For one thing, the politically charged atmosphere that Perdue references means no comment will be left unturned — especially as the gubernatorial election season heats up. Predictably, her political opponents were on it like stink on road kill. “It’s one thing for Governor Perdue to suggest that we should suspend congressional elections as a very odd approach to getting the economy moving,” said former Charlotte Mayor Pat McCrory, a likely Republican candidate for governor. “It’s an entirely different thing for the governor to get her staff to cover up her blatant mistake by saying she was just joking.” As a veteran politician in the digital era, Perdue should know that sound bites trump context, and after-the-fact explanations simply feed the next news cycle.
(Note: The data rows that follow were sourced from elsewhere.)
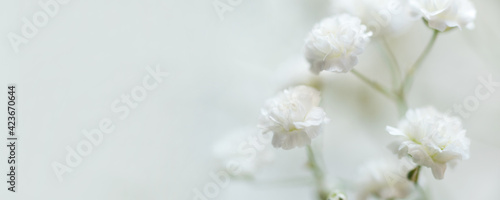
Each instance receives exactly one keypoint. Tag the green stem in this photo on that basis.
(408, 79)
(394, 66)
(373, 84)
(317, 172)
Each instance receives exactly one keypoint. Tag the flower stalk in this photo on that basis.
(317, 173)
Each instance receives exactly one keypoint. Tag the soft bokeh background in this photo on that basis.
(221, 73)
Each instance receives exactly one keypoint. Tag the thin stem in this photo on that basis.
(408, 79)
(317, 172)
(395, 69)
(373, 84)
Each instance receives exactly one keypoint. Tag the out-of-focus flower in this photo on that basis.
(335, 43)
(247, 149)
(431, 139)
(382, 17)
(445, 14)
(337, 196)
(294, 117)
(383, 180)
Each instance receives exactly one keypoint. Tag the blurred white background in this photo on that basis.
(220, 74)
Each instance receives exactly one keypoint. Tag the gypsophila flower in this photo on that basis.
(335, 43)
(294, 117)
(445, 14)
(384, 180)
(382, 17)
(337, 196)
(431, 139)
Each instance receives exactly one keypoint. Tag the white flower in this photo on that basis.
(382, 17)
(335, 43)
(235, 148)
(445, 14)
(432, 139)
(294, 117)
(384, 180)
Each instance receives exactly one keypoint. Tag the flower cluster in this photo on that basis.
(431, 139)
(383, 179)
(294, 117)
(335, 43)
(445, 14)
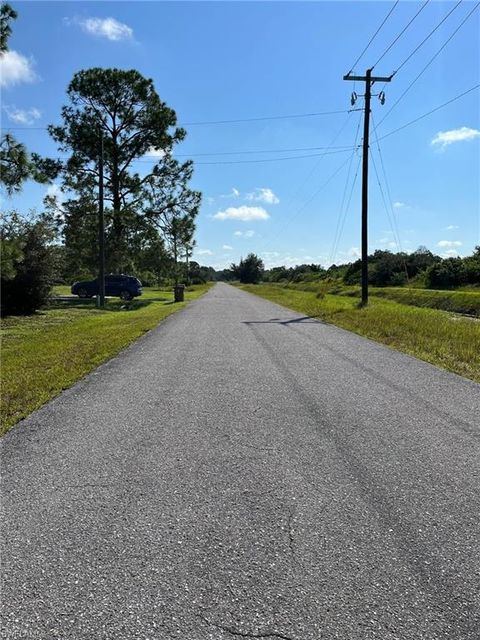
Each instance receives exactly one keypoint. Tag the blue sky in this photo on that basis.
(238, 60)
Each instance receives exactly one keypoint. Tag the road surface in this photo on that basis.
(243, 472)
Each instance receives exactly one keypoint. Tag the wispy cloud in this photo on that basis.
(22, 116)
(108, 28)
(244, 234)
(156, 153)
(15, 68)
(445, 138)
(234, 193)
(263, 195)
(243, 213)
(449, 244)
(451, 253)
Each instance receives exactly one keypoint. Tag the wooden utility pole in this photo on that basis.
(369, 80)
(101, 231)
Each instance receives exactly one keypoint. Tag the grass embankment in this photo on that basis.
(466, 302)
(47, 352)
(444, 339)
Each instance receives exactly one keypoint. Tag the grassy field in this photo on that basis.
(465, 302)
(49, 351)
(442, 338)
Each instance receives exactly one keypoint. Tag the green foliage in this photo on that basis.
(121, 110)
(248, 271)
(454, 272)
(29, 272)
(7, 14)
(49, 351)
(438, 337)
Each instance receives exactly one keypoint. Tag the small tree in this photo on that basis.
(29, 263)
(250, 270)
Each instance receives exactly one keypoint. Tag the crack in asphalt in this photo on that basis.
(244, 634)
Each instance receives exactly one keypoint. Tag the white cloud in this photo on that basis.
(15, 68)
(263, 195)
(451, 253)
(54, 191)
(22, 116)
(244, 234)
(234, 193)
(156, 153)
(444, 138)
(244, 213)
(106, 28)
(449, 244)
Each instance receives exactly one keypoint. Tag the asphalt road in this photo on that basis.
(242, 471)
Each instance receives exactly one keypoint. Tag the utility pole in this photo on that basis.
(101, 231)
(369, 80)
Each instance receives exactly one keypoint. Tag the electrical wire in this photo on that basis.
(372, 38)
(396, 237)
(401, 33)
(342, 214)
(345, 213)
(262, 118)
(208, 122)
(235, 153)
(426, 38)
(429, 63)
(424, 115)
(301, 157)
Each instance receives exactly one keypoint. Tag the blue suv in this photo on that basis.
(125, 287)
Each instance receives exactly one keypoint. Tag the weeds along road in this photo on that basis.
(245, 472)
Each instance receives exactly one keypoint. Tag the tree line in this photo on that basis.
(384, 269)
(116, 118)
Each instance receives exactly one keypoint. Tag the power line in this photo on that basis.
(372, 38)
(345, 213)
(311, 155)
(208, 122)
(393, 219)
(429, 62)
(390, 133)
(301, 157)
(342, 214)
(234, 153)
(401, 33)
(427, 37)
(261, 118)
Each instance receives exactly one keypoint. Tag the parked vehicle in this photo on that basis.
(125, 287)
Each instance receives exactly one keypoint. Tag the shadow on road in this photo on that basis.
(302, 320)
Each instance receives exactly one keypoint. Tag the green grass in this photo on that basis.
(47, 352)
(444, 339)
(465, 301)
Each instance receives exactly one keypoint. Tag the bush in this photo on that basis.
(446, 274)
(30, 266)
(250, 270)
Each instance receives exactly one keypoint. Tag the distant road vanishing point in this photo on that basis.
(244, 472)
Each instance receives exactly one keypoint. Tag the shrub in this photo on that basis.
(28, 278)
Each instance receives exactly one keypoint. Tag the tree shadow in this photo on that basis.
(302, 320)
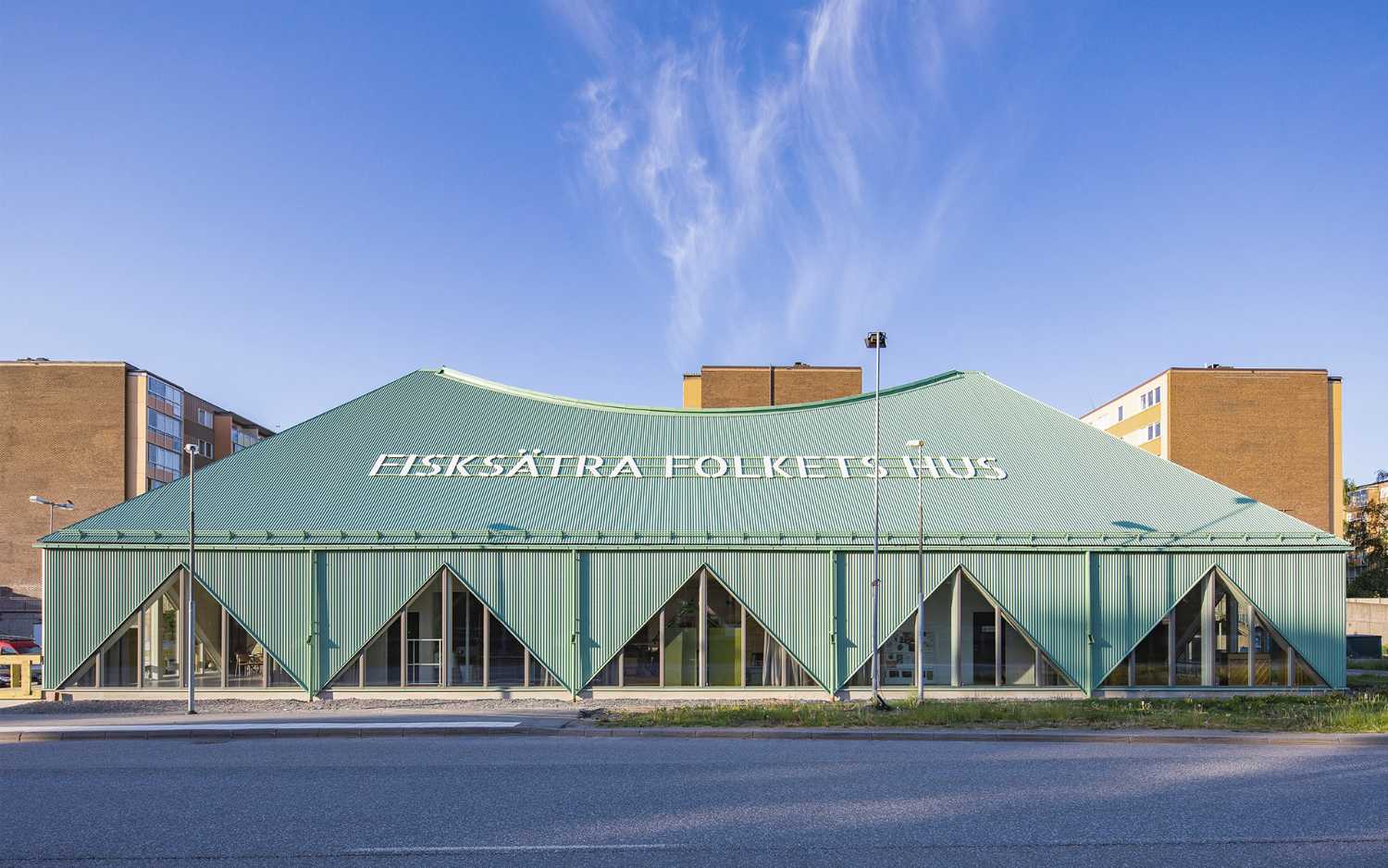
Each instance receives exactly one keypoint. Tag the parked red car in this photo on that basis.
(19, 646)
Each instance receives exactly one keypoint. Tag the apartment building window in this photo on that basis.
(242, 438)
(164, 424)
(164, 459)
(167, 393)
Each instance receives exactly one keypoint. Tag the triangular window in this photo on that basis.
(147, 651)
(1213, 620)
(993, 651)
(433, 642)
(737, 651)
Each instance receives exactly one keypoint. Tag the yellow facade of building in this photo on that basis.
(1270, 434)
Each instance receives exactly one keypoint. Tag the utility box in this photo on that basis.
(1360, 646)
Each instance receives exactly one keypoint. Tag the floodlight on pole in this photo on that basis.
(192, 571)
(876, 341)
(52, 504)
(921, 567)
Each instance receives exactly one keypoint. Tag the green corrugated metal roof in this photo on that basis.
(1068, 484)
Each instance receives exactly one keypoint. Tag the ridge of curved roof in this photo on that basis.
(613, 407)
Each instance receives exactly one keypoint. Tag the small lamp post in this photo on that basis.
(52, 504)
(921, 568)
(876, 341)
(192, 571)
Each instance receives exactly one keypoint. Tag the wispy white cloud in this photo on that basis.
(791, 191)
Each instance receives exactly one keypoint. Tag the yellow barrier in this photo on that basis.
(21, 676)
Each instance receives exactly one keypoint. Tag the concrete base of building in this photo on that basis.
(716, 695)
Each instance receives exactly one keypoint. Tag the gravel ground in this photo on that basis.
(263, 707)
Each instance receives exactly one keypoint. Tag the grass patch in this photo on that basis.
(1357, 712)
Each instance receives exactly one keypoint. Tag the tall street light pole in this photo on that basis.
(52, 504)
(921, 568)
(876, 341)
(192, 571)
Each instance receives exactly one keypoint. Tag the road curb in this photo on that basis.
(213, 735)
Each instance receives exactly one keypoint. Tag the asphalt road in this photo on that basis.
(555, 801)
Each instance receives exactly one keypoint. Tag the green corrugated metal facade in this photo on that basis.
(1085, 543)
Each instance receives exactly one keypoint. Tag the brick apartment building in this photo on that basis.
(93, 434)
(1271, 434)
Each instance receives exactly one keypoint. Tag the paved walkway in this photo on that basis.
(457, 720)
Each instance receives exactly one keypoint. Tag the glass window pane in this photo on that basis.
(1118, 678)
(244, 657)
(1232, 638)
(543, 678)
(121, 660)
(1270, 657)
(466, 637)
(207, 638)
(641, 656)
(161, 638)
(607, 676)
(1151, 657)
(1019, 659)
(350, 676)
(505, 657)
(1051, 676)
(1188, 640)
(1307, 676)
(682, 638)
(383, 657)
(424, 637)
(768, 663)
(725, 638)
(85, 676)
(935, 646)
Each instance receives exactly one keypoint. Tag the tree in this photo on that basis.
(1368, 532)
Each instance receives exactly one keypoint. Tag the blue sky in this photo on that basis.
(280, 205)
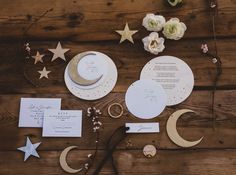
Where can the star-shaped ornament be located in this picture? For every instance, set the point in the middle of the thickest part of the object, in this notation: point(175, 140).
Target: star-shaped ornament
point(44, 73)
point(126, 34)
point(29, 149)
point(59, 52)
point(38, 57)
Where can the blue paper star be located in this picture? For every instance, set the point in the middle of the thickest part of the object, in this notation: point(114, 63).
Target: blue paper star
point(29, 149)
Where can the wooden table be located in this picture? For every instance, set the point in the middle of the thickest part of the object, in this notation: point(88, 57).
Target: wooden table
point(89, 25)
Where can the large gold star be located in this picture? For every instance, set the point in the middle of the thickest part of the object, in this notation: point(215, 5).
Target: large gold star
point(126, 34)
point(44, 73)
point(59, 52)
point(38, 57)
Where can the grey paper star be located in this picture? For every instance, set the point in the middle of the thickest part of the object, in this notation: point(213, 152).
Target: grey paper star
point(29, 149)
point(44, 73)
point(58, 52)
point(126, 34)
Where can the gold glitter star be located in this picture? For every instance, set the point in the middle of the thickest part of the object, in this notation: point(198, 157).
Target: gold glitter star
point(38, 57)
point(59, 52)
point(44, 73)
point(126, 34)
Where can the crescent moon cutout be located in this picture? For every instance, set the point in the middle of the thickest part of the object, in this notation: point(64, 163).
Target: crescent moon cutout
point(173, 133)
point(63, 162)
point(73, 73)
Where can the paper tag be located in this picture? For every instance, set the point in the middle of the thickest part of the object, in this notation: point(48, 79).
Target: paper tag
point(143, 127)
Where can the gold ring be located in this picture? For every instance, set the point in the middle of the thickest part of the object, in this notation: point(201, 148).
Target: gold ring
point(115, 116)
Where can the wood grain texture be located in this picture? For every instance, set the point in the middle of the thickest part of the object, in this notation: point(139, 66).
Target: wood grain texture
point(184, 162)
point(13, 66)
point(83, 25)
point(84, 20)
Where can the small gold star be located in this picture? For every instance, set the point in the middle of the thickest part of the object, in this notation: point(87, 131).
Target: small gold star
point(44, 73)
point(126, 34)
point(59, 52)
point(38, 57)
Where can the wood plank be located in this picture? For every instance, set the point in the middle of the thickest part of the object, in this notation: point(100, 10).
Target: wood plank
point(83, 21)
point(190, 126)
point(185, 162)
point(13, 66)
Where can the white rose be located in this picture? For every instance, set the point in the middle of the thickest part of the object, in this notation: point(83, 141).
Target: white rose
point(153, 43)
point(174, 29)
point(153, 22)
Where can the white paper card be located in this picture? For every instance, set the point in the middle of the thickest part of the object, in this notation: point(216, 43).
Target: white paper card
point(62, 123)
point(32, 110)
point(145, 99)
point(143, 127)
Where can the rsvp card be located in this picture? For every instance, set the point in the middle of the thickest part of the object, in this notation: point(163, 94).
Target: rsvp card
point(62, 123)
point(32, 110)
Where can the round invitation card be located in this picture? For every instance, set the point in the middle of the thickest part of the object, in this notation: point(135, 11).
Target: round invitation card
point(90, 75)
point(145, 99)
point(173, 74)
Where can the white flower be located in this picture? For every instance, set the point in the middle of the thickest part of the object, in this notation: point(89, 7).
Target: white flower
point(153, 22)
point(174, 29)
point(153, 43)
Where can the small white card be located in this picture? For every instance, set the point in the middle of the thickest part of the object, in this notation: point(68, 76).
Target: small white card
point(32, 110)
point(143, 127)
point(62, 123)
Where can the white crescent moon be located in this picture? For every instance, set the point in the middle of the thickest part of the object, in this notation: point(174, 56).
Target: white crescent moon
point(173, 133)
point(73, 73)
point(63, 162)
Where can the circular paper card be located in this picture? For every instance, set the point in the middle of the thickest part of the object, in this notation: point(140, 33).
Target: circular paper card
point(173, 74)
point(145, 99)
point(91, 67)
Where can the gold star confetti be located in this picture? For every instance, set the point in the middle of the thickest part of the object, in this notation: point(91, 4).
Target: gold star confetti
point(59, 52)
point(126, 34)
point(38, 57)
point(44, 73)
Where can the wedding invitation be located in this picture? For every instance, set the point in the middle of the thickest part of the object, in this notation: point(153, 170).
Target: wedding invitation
point(62, 123)
point(32, 110)
point(145, 99)
point(173, 74)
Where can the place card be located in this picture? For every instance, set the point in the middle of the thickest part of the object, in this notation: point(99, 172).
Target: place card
point(143, 127)
point(62, 123)
point(32, 110)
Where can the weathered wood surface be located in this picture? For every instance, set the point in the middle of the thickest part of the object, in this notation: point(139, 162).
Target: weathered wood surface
point(191, 126)
point(129, 64)
point(97, 20)
point(89, 25)
point(184, 162)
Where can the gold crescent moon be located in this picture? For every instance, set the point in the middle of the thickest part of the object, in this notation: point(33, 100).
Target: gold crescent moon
point(63, 162)
point(173, 133)
point(73, 73)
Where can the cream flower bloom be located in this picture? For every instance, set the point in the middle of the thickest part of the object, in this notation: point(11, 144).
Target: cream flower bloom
point(174, 29)
point(153, 22)
point(153, 43)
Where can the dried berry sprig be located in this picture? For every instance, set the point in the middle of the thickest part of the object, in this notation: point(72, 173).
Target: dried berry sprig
point(215, 57)
point(94, 115)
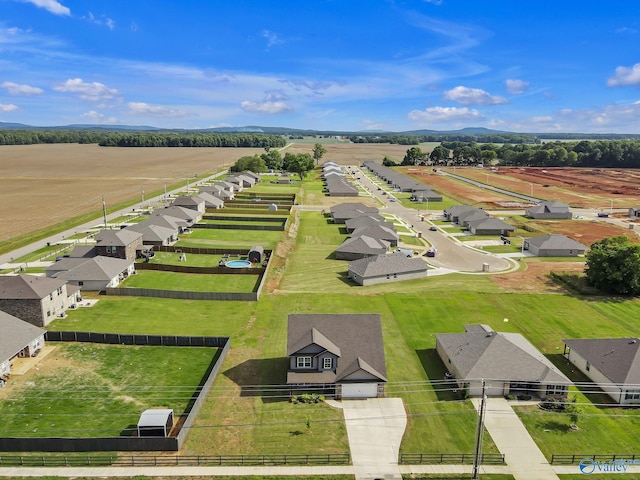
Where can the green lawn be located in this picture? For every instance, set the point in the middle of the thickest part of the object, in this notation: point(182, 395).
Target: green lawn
point(93, 390)
point(201, 237)
point(192, 282)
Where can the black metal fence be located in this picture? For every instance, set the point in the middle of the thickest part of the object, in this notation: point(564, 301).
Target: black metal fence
point(171, 461)
point(449, 458)
point(575, 458)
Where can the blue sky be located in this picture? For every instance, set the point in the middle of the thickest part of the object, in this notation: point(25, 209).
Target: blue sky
point(516, 65)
This one even went national, including coverage by Fox News and The Hill.
The more serious pitfall in her comments, joking or not, is the idea that politicians are so hopelessly driven by the desire to remain in office, they’re incapable of acting from any impulse other than pure political self-interest and must be protected from their own short-sighted motivations. That’s blaming the process, rather than the people making the decisions — or failing to make them, as the case may be. Surely Perdue wouldn’t describe her own motivations that way.
While the electoral process may labor under nonstop campaign cycles, “safe” districts and mountains of special-interest cash, political factionism has been with us from the beginning of the republic. That’s one reason the Founders established two-year terms for members of the U.S. House. It allows voters to make course corrections whenever they don’t like the way things are going. Ultimately, it’s a way to hold politicians accountable. If you think your representatives are part of the problem, rather than part of the solution, there’s a simple remedy: Rather than suspend elections, go to the polls and suspend feckless politicians.